Shaï et Djeneba ont bien grandi depuis la formidable websérie Tu préfères, qui, au fil d’épisodes inspirés par leurs discussions d’ados, révéla en 2020 l’incroyable talent de Shirel Nataf et Fanta Kebe, deux collégiennes au bagout majuscule de la place des Fêtes, à Paris. Quel plaisir de retrouver les deux amies (inséparables dans la vie depuis la primaire) dans ce long métrage signé du même tandem, Lise Akoka et Romane Gueret. « Nous connaissons Fanta et Shirel depuis qu’elles ont 11 ans, et notre relation continue à évoluer et à se nourrir en dehors de nos projets. Les regarder grandir, assister à l’éclosion des jeunes femmes qu’elles sont devenues, a fait jaillir de nouvelles thématiques à explorer. Elles sont comme nos petites soeurs… »
Le passage à l’âge adulte, ce moment charnière, est au coeur de cette pépite, qui évoque Nos jours heureux, d’Éric Toledano et Olivier Nakache, et qui a fait l’unanimité au Festival de Cannes en 2025. « C’est un film culte de notre enfance et, par ailleurs, la colonie de vacances est un environnement qui nous est familier pour l’avoir côtoyé enfant avant que l’une de nous y travaille comme animatrice », expliquent les deux réalisatrices.

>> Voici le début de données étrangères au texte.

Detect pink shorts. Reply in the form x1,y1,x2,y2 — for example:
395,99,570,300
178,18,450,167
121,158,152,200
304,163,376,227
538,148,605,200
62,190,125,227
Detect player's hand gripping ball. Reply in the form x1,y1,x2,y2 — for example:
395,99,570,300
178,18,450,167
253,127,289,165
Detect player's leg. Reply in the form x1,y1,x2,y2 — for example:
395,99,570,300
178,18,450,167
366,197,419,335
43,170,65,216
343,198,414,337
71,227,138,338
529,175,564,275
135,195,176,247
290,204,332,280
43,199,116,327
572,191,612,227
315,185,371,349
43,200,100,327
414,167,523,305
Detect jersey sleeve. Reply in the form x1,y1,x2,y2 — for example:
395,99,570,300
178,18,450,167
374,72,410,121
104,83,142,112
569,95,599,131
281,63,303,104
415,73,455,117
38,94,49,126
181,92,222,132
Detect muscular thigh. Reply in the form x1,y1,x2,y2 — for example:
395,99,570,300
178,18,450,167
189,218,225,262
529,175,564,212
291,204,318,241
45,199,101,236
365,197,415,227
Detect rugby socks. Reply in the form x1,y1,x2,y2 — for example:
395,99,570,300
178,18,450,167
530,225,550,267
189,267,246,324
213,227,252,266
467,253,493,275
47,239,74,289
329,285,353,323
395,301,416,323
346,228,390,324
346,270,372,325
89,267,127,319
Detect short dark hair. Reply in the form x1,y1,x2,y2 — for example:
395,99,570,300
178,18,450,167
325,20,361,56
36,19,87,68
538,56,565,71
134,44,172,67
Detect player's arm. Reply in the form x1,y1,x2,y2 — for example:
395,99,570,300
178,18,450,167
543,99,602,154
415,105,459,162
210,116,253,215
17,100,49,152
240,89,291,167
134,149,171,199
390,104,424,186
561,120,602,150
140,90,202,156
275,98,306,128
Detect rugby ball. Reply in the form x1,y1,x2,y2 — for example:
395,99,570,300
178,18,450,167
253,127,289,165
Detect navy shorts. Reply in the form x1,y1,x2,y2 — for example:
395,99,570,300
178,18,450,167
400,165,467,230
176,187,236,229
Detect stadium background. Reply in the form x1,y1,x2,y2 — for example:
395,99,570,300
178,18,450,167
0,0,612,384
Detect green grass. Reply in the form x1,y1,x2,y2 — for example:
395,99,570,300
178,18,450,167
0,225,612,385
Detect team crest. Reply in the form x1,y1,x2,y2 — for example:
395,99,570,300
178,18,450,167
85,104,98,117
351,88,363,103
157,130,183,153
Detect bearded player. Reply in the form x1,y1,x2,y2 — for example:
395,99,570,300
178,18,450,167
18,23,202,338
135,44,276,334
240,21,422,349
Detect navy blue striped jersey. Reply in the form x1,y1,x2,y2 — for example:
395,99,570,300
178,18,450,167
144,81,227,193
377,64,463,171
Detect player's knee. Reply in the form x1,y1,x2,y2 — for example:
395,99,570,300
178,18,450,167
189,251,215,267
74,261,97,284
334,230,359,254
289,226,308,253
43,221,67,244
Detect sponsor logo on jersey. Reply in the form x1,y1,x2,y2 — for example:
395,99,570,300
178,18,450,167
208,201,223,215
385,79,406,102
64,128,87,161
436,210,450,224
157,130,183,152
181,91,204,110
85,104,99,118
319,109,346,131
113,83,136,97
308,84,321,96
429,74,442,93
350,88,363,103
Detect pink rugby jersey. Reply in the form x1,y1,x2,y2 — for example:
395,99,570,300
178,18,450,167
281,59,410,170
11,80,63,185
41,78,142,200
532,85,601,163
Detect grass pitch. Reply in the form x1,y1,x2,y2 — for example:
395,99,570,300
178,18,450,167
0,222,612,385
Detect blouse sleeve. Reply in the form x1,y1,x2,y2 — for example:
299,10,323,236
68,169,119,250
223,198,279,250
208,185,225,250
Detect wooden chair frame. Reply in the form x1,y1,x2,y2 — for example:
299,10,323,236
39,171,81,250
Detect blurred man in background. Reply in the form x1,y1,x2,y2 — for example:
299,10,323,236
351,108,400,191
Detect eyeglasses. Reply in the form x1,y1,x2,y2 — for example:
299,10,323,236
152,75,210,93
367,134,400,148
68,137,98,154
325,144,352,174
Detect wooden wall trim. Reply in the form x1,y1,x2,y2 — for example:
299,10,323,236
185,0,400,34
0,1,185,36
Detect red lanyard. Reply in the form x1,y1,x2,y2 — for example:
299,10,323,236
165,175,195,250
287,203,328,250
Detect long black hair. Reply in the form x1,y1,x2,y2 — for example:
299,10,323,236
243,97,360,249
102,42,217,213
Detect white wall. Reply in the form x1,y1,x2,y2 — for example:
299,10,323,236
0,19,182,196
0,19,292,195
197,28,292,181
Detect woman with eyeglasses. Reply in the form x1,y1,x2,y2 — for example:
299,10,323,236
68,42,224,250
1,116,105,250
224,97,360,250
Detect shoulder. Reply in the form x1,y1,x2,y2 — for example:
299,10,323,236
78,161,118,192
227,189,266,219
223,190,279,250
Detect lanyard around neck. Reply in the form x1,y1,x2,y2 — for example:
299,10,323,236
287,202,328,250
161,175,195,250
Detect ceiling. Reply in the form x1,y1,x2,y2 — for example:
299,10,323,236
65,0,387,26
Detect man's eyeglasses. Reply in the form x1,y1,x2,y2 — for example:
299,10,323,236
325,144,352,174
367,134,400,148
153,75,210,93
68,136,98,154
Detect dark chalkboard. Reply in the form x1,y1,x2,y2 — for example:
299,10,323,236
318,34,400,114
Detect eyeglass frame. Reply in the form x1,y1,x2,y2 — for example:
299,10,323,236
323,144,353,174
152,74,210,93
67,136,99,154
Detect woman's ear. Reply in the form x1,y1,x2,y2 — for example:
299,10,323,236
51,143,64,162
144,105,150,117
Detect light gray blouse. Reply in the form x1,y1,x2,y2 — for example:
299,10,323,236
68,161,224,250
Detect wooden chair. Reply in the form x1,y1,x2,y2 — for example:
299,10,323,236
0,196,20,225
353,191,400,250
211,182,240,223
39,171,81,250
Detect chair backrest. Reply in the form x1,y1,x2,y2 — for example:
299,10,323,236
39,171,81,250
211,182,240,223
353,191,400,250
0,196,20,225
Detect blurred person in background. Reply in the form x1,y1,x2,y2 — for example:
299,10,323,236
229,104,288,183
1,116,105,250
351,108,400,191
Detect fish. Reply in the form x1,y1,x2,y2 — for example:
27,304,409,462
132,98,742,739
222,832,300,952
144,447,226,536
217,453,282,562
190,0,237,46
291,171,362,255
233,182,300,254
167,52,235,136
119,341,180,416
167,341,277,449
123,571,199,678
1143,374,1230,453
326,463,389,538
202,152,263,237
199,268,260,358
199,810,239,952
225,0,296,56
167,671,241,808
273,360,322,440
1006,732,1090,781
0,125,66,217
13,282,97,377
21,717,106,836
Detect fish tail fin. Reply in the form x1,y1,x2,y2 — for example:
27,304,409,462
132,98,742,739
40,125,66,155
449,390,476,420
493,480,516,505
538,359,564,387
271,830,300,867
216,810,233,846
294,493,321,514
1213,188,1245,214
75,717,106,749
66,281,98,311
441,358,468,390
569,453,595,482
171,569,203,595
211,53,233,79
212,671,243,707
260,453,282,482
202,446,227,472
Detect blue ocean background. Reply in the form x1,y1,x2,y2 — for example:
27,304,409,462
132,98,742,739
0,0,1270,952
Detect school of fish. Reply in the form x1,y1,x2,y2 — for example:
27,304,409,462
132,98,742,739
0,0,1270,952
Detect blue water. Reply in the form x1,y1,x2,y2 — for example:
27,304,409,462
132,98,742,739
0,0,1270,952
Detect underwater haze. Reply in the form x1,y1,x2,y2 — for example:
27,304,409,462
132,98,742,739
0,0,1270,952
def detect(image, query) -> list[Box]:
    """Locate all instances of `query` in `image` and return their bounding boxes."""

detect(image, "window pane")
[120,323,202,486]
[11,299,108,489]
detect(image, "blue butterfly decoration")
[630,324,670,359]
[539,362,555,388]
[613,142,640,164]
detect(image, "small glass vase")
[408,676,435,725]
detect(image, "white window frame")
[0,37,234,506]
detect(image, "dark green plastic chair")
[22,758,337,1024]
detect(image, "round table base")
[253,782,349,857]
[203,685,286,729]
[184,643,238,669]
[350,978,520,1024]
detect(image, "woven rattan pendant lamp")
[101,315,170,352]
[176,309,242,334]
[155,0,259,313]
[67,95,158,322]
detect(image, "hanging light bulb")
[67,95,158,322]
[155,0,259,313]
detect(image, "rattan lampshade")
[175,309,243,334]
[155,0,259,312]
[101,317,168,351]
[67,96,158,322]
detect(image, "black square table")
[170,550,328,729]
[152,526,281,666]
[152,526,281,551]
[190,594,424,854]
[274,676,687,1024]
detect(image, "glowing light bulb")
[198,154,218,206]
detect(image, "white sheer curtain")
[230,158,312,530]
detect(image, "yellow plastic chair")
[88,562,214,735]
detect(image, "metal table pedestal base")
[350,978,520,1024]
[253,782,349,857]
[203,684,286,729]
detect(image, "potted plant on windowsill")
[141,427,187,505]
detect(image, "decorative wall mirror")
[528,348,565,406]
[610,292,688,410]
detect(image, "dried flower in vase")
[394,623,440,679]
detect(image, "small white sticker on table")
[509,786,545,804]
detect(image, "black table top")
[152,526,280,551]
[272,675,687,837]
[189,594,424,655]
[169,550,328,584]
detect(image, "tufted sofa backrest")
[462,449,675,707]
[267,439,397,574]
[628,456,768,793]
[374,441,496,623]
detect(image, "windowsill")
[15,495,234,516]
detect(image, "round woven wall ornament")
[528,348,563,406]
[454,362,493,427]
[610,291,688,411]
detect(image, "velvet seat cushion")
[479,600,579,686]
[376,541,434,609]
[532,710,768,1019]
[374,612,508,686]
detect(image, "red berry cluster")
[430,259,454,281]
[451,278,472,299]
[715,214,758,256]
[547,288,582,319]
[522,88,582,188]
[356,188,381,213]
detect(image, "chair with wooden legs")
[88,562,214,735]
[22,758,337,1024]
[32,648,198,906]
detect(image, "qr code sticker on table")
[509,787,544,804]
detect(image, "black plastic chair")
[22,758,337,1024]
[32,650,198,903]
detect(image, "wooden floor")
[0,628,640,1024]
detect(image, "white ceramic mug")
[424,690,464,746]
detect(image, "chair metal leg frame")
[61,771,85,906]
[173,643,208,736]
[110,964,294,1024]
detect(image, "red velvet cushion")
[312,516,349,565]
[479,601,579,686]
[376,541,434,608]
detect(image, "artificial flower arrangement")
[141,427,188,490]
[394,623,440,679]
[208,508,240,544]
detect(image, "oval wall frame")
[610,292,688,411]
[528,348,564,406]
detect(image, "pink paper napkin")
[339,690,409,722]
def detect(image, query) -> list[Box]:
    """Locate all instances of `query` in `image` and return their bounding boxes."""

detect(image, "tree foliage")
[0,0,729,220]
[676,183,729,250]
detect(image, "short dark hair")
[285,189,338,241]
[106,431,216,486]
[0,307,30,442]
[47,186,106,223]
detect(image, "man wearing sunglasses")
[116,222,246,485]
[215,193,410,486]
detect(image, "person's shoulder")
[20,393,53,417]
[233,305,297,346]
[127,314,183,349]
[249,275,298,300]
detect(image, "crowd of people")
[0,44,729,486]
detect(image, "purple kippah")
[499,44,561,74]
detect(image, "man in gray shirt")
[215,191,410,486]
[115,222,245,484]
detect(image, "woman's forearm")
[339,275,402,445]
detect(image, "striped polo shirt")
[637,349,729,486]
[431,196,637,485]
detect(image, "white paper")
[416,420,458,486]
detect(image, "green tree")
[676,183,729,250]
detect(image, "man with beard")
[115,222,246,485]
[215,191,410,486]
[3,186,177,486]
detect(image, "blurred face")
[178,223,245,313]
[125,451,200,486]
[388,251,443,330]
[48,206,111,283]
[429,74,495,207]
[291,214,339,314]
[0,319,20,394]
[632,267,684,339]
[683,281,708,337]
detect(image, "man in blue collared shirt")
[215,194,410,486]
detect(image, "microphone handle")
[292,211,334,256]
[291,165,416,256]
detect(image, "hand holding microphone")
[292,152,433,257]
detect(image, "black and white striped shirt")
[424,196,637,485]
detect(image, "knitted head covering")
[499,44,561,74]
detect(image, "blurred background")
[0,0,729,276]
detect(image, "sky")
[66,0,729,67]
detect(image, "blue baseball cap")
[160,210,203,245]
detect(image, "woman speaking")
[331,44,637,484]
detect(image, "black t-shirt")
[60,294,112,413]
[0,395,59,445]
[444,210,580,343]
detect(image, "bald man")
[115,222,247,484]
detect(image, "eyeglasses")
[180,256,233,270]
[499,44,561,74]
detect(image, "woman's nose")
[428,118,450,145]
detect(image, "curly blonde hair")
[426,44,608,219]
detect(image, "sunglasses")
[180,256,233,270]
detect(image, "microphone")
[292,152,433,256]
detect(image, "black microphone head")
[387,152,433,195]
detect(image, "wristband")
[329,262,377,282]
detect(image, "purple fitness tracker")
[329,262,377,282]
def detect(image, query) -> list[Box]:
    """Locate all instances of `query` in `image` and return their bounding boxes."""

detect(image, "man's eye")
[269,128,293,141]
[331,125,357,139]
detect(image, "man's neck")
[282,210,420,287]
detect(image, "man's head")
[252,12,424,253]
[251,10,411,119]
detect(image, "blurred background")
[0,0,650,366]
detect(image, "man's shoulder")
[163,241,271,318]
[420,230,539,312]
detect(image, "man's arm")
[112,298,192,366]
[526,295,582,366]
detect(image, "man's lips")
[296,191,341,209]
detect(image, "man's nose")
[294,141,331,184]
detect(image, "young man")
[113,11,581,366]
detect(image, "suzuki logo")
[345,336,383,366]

Adeptes d’un cinéma sans artifice, Lise Akoka et Romane Gueret, qui avaient découvert leurs deux comédiennes lors de castings sauvages, n’ont rien changé à leur méthode de travail.
Pour composer le groupe d’enfants que Shaï et Djeneba vont encadrer comme monitrices, elles ont rencontré, sous la forme d’ateliers de paroles, 1 500 enfants pour n’en garder qu’une vingtaine. Et envoyé Shirel et Fanta en stage d’immersion dans une colo ! « Notre plaisir à les filmer et à les diriger est resté intact, et leur talent majuscule continue de nous épater », se réjouissent les deux cinéastes, qui plongent cette fois les deux amies du côté des adultes, même si l’enfance colle encore aux claquettes de Shaï, toujours faussement décontractée, immature et sans filtre, tandis que Djenaba, confrontée depuis longtemps aux manquements d’une mère dysfonctionnelle, a grandi trop vite. Les sujets évoqués ne sont pas forcément légers, mais le traitement n’est jamais pesant.
AMEL BENT EN DIRECTRICE
Parfaitement écrit, à l’affût de la spontanéité des acteurs en herbe, de leur art inné de la tchatche, Ma frère (expression des gamins pour qui le mot n’est pas genré) regorge de fulgurances de grâce, de drôlerie et d’émotion. Les gamins sont tout simplement géniaux. Aux antipodes des clichés trop souvent assignés aux jeunes des quartiers.
Autour des deux héroïnes, les adultes excellent aussi. Notamment une novice, la chanteuse Amel Bent dans le rôle de la directrice de la colo. « Je suis une enfant des colos. Les animateurs étaient le prolongement de l’amour que je recevais chez moi. Je voulais leur rendre hommage avec ce rôle… Je suis rentrée dans l’histoire. J’ai pleuré toutes les larmes de mon corps. J’ai ri à gorge déployée », confiait-elle au magazine Première. « Elle s’est entendue à merveille avec Shirel et Fanta, en qui elle s’est retrouvée au même âge, et avec qui elle a su être tantôt maternante, tantôt d’humeur gamine », se réjouissent les deux réalisatrices, comblées de diriger « la chanteuse qui a bercé et enchanté notre adolescence ».